The dog barks and the kids dash to greet mailman first and I run fingers through hair and the back doorbell chimes.
“Sorry, Mrs. Voskamp,” he’s reaching through a tribe of kids with a handful of mail. “But we didn’t see any address on this letter. Without an address, we can’t recognize it as post. It’s undeliverable.”
I take the offered stack, glance at envelope on top. A celebratory card I’d slipped in the mailbox to be sent to my grandmother stares blankly back at me.
I hadn’t written any address on it.
Winter gusts in and my cheeks ignite.
“Oh, I’m the one who’s sorry.” Why do I laugh with such a pitch when I’m on fire?

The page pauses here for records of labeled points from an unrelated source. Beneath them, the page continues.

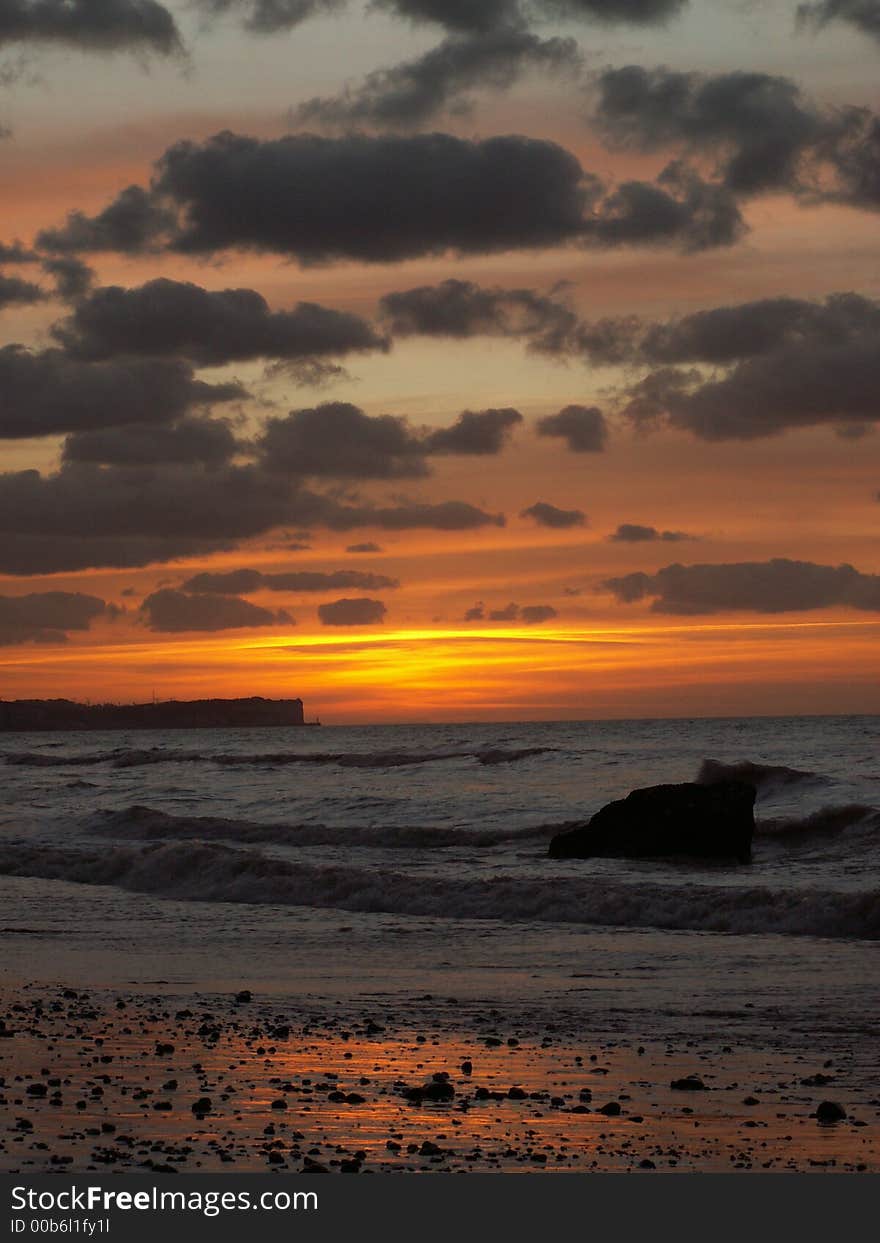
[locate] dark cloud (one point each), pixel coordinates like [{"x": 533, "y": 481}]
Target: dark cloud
[
  {"x": 679, "y": 209},
  {"x": 387, "y": 199},
  {"x": 462, "y": 310},
  {"x": 726, "y": 334},
  {"x": 72, "y": 277},
  {"x": 338, "y": 440},
  {"x": 582, "y": 426},
  {"x": 133, "y": 223},
  {"x": 372, "y": 199},
  {"x": 242, "y": 582},
  {"x": 793, "y": 364},
  {"x": 190, "y": 440},
  {"x": 630, "y": 532},
  {"x": 861, "y": 14},
  {"x": 126, "y": 516},
  {"x": 761, "y": 131},
  {"x": 269, "y": 16},
  {"x": 91, "y": 25},
  {"x": 550, "y": 516},
  {"x": 179, "y": 504},
  {"x": 209, "y": 328},
  {"x": 169, "y": 612},
  {"x": 26, "y": 554},
  {"x": 640, "y": 13},
  {"x": 46, "y": 392},
  {"x": 46, "y": 617},
  {"x": 409, "y": 95},
  {"x": 475, "y": 431},
  {"x": 14, "y": 252},
  {"x": 794, "y": 387},
  {"x": 405, "y": 516},
  {"x": 462, "y": 15},
  {"x": 352, "y": 612},
  {"x": 531, "y": 614},
  {"x": 482, "y": 15},
  {"x": 778, "y": 586},
  {"x": 225, "y": 582},
  {"x": 16, "y": 292}
]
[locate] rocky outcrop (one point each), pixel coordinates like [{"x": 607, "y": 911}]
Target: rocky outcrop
[
  {"x": 255, "y": 712},
  {"x": 711, "y": 822}
]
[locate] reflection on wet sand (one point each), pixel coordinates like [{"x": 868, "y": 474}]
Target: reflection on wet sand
[{"x": 167, "y": 1084}]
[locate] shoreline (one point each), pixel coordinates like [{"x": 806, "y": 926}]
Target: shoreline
[{"x": 108, "y": 1079}]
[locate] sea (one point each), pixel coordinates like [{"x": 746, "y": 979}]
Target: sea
[{"x": 377, "y": 859}]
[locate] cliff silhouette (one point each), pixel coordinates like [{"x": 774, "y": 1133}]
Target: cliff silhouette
[{"x": 45, "y": 715}]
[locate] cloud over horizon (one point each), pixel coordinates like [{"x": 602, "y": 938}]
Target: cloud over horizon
[{"x": 778, "y": 586}]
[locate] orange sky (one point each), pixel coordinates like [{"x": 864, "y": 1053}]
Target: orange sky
[{"x": 807, "y": 495}]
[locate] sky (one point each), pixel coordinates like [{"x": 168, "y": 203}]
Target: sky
[{"x": 440, "y": 361}]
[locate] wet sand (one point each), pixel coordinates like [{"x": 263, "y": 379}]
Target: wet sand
[{"x": 121, "y": 1082}]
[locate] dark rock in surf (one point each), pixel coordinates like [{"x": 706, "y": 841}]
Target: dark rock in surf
[
  {"x": 709, "y": 822},
  {"x": 829, "y": 1111}
]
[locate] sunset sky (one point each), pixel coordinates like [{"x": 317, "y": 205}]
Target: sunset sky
[{"x": 441, "y": 359}]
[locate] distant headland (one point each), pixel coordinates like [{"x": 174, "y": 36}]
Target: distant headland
[{"x": 255, "y": 712}]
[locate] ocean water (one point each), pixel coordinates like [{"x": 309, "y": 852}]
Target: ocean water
[{"x": 374, "y": 853}]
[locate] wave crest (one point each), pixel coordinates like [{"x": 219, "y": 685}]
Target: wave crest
[
  {"x": 201, "y": 871},
  {"x": 148, "y": 824}
]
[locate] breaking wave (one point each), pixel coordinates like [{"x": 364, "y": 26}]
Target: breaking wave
[
  {"x": 203, "y": 871},
  {"x": 766, "y": 778},
  {"x": 137, "y": 758},
  {"x": 829, "y": 822},
  {"x": 147, "y": 824}
]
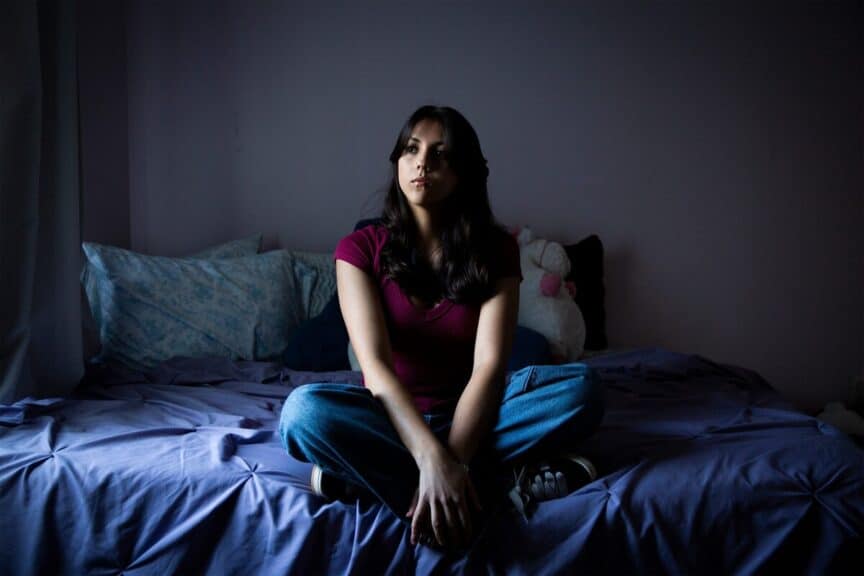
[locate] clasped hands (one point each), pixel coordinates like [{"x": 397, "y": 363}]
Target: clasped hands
[{"x": 441, "y": 511}]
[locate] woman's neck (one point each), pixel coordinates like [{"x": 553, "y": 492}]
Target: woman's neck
[{"x": 428, "y": 232}]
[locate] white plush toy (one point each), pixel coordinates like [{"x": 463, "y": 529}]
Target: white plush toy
[{"x": 546, "y": 302}]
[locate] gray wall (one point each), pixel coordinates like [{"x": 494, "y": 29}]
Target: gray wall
[{"x": 716, "y": 148}]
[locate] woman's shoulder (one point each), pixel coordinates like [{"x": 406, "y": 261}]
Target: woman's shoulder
[
  {"x": 362, "y": 246},
  {"x": 505, "y": 260}
]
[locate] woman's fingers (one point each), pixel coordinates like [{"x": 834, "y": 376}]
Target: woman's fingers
[
  {"x": 438, "y": 520},
  {"x": 420, "y": 513},
  {"x": 472, "y": 494},
  {"x": 464, "y": 522},
  {"x": 413, "y": 506}
]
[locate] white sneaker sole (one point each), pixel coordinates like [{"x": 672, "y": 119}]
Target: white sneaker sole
[{"x": 315, "y": 480}]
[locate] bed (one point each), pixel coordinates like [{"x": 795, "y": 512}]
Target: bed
[
  {"x": 178, "y": 470},
  {"x": 175, "y": 467}
]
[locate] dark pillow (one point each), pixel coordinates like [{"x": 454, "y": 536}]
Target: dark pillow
[
  {"x": 320, "y": 344},
  {"x": 529, "y": 348},
  {"x": 586, "y": 272}
]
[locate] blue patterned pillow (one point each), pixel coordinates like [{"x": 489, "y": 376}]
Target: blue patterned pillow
[{"x": 150, "y": 308}]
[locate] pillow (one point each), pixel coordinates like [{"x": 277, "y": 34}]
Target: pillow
[
  {"x": 530, "y": 348},
  {"x": 586, "y": 272},
  {"x": 315, "y": 274},
  {"x": 319, "y": 344},
  {"x": 150, "y": 308}
]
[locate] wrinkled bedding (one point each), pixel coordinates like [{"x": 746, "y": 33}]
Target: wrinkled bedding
[{"x": 703, "y": 469}]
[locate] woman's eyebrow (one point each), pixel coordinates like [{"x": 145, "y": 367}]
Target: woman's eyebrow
[{"x": 415, "y": 139}]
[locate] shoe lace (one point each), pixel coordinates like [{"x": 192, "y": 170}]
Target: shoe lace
[{"x": 536, "y": 485}]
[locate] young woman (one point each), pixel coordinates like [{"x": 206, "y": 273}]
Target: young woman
[{"x": 430, "y": 299}]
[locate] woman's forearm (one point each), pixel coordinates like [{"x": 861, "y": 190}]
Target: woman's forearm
[
  {"x": 409, "y": 424},
  {"x": 475, "y": 413}
]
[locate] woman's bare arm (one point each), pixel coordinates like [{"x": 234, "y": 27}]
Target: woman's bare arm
[
  {"x": 478, "y": 405},
  {"x": 364, "y": 319},
  {"x": 444, "y": 492}
]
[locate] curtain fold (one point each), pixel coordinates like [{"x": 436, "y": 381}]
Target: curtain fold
[{"x": 40, "y": 258}]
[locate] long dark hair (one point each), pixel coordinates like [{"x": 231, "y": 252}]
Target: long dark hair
[{"x": 468, "y": 227}]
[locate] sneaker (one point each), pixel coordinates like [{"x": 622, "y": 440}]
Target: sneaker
[
  {"x": 330, "y": 487},
  {"x": 549, "y": 480}
]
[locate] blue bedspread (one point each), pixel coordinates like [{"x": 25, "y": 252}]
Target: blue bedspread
[{"x": 703, "y": 470}]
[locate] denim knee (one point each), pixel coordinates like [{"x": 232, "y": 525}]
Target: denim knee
[
  {"x": 587, "y": 400},
  {"x": 301, "y": 418}
]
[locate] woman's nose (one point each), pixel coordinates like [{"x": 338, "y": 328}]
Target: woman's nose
[{"x": 425, "y": 161}]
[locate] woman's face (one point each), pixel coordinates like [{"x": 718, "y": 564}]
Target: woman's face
[{"x": 425, "y": 176}]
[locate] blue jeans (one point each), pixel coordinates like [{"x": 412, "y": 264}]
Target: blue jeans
[{"x": 545, "y": 410}]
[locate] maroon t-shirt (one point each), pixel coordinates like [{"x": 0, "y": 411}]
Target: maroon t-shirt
[{"x": 433, "y": 348}]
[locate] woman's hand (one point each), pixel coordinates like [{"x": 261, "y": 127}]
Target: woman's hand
[{"x": 444, "y": 501}]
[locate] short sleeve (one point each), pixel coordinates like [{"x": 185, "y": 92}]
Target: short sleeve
[{"x": 359, "y": 248}]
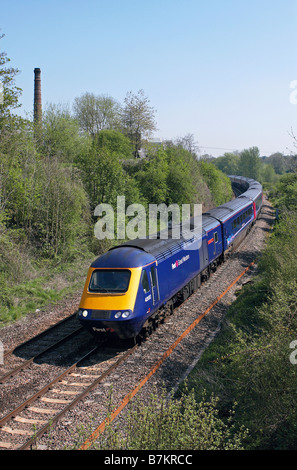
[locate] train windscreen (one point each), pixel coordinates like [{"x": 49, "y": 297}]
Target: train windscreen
[{"x": 110, "y": 281}]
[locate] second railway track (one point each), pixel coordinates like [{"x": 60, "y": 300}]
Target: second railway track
[{"x": 127, "y": 373}]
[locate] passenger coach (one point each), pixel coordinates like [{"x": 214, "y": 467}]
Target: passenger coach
[{"x": 126, "y": 287}]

“If I’d written a recognizable address on it, it would have been a good idea, yes?”
A friendly nod and he’s gone back through the snow to his pick-up, the children calling, waving, bye after him, dog wagging tail, me just smoldering.
The envelope lies on the mudroom sideboard all day.
I walk by it several times.
I check it every time: No, I really didn’t address it.
The letter lies there undelivered. Like generic thanks, acknowledging no one in particular. Like generic, unaddressed thanks, returned to sender.
I pause once, finger its edge. Granny never received our heart on paper.
Yes, that too: if gratitude is sensed only as a global, vague feeling, addressed to no one in particular, it’s as good as not sent. Non-existent.